Ogledi: 6 | Prenosi: 6
Mechanical drives are the most ubiquitous items of equipment in almost all
industrial branches. Wear, excessive operational loads or errors in assembly
can cause premature unexpected failures resulting in partial or total production
downtime, damaged equipment or even loss of lives. Proper condition
monitoring of such equipment is therefore of great practical importance.
The field of condition monitoring of mechanical drives is very well developed.
Over the last decades, a large number of articles addressing every segment in
the field were published: mathematical models describing various faults; signal
processing methods for extraction of characteristic fault features and estimation
methods for the remaining useful life of the monitored drive. Notwithstanding
the significant results in every segment, several issues still remain
open. Probably the most notable are robust fault detection and isolation and
prognostics under variable and presumably unknown operating conditions.

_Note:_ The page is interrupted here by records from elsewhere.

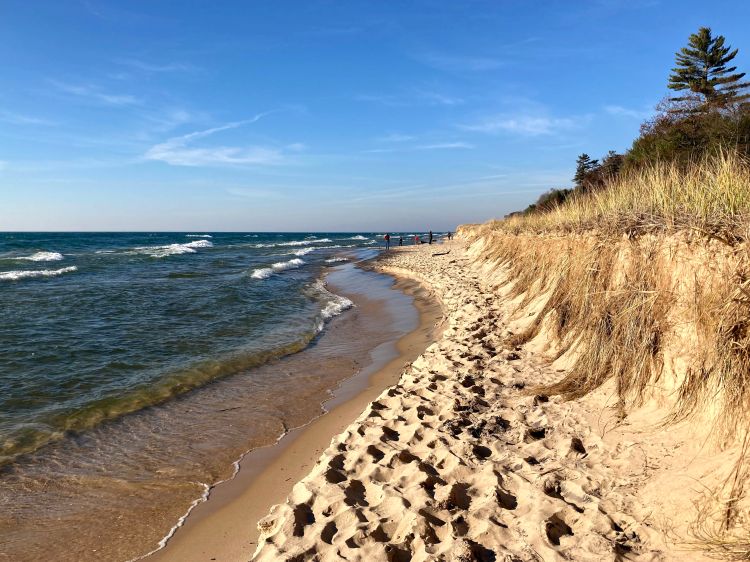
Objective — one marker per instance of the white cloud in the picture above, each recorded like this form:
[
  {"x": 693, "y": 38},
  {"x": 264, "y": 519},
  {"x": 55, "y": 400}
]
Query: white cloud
[
  {"x": 177, "y": 152},
  {"x": 626, "y": 112},
  {"x": 21, "y": 119},
  {"x": 444, "y": 145},
  {"x": 151, "y": 67},
  {"x": 436, "y": 98},
  {"x": 411, "y": 97},
  {"x": 444, "y": 61},
  {"x": 95, "y": 94},
  {"x": 395, "y": 137},
  {"x": 525, "y": 125},
  {"x": 435, "y": 146}
]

This dissertation addresses the problem of robust feature extraction under
speed and load variations. Two novel techniques are suggested: one utilising
the probability density of vibration envelope signal and the other attempting
to identify specific vibrational patterns using the theory of temporal point processes.
On top of that, this thesis presents a possible solution to the problems
of fault isolation and evaluation based on evidential reasoning.
The analysis of the envelope distribution was done using wavelet packet coefficients
of the vibration signals. Based on these coefficients, alterations in
the distribution were quantified using Rényi entropy and α-Jensen divergence.
Features based on these quantifiers turned to be sufficiently sensitive to the
changes in the condition and, in the same time, they tend to be robust to the
variations in the operating regime.
Temporal point processes were employed to model the repetitive impacts patterns
that occur in cases of bearing surface damage. The analysis showed
that these impacts can be modelled as temporal point process with Inverse
Gaussian interevent distribution. The analysis of such a point process provides
an explanation why Rényi entropy quantifiers are suitable choice for
fault detection under variable operating conditions.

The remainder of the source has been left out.